I’m not a purist. I’m fine with black and white and with color. To me, they’re all just options and which one I choose will depend on what best serves what I’m feeling about the scene being photographed.
I’m a life-long New Yorker and grew up at a time when the city was a place I wanted to escape from. It was in a dire financial crisis, it was filthy, defaced with graffiti, and crime-ridden. To this day, I still feel transported back to that time whenever I watch The French Connection starring Gene Hackman. The way that everything looks in that film – especially that dismal blue cast – is how I remember a lot of those times.
Perhaps that’s why I tend to interpret my street work in black and white. There is something about the starkness, the high contrast, and the grain that imparts a gritty and tough feel to the images that is familiar to me even though there has been a lot of improvement to life in the city since those dark days.

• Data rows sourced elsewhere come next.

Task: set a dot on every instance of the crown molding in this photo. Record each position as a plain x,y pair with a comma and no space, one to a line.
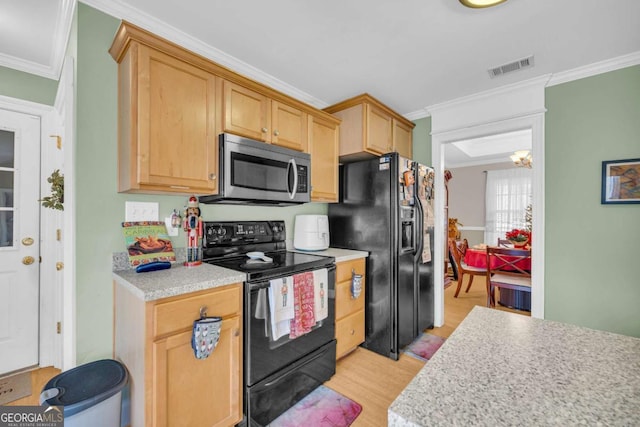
52,69
488,94
122,11
595,69
24,106
418,114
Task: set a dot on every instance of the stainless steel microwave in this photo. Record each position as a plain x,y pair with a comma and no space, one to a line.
259,173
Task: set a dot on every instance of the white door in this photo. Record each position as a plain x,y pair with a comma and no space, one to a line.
19,240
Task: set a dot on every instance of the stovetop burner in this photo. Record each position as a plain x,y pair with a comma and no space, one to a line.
227,243
254,264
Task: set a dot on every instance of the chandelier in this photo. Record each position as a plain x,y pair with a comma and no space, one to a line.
522,158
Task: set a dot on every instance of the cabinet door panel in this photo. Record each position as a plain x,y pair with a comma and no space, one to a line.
379,130
176,118
194,392
402,139
289,126
323,148
246,113
178,315
349,333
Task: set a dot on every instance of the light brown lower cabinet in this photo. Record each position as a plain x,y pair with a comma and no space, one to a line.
169,386
349,310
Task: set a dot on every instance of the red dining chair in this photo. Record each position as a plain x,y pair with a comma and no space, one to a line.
504,243
463,268
505,270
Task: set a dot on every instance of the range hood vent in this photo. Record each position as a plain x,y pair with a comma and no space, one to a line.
511,67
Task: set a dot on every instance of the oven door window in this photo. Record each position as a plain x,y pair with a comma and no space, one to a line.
260,174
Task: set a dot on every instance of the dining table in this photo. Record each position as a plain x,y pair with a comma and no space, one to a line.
520,300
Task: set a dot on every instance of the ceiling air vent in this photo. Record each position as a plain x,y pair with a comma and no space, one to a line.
511,67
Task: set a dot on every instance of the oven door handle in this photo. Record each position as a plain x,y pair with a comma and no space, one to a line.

But some of my encounters on the street seem to cry out for color. The exuberance of these dancers was just such an occasion.
There are little compositional details that might get lost in a monochromatic image. The serenity of the blues, the royalty of the purples, and the sacred warmth of the saffron-colored robe reinforce the religious joy of the event. Even the red bokeh from the traffic lights and taillights appear like a trail of spiritual energy from the central figure’s head.
It was good to see someone in Times Square putting their hands up as a sign of joy rather than as a sign of being robbed.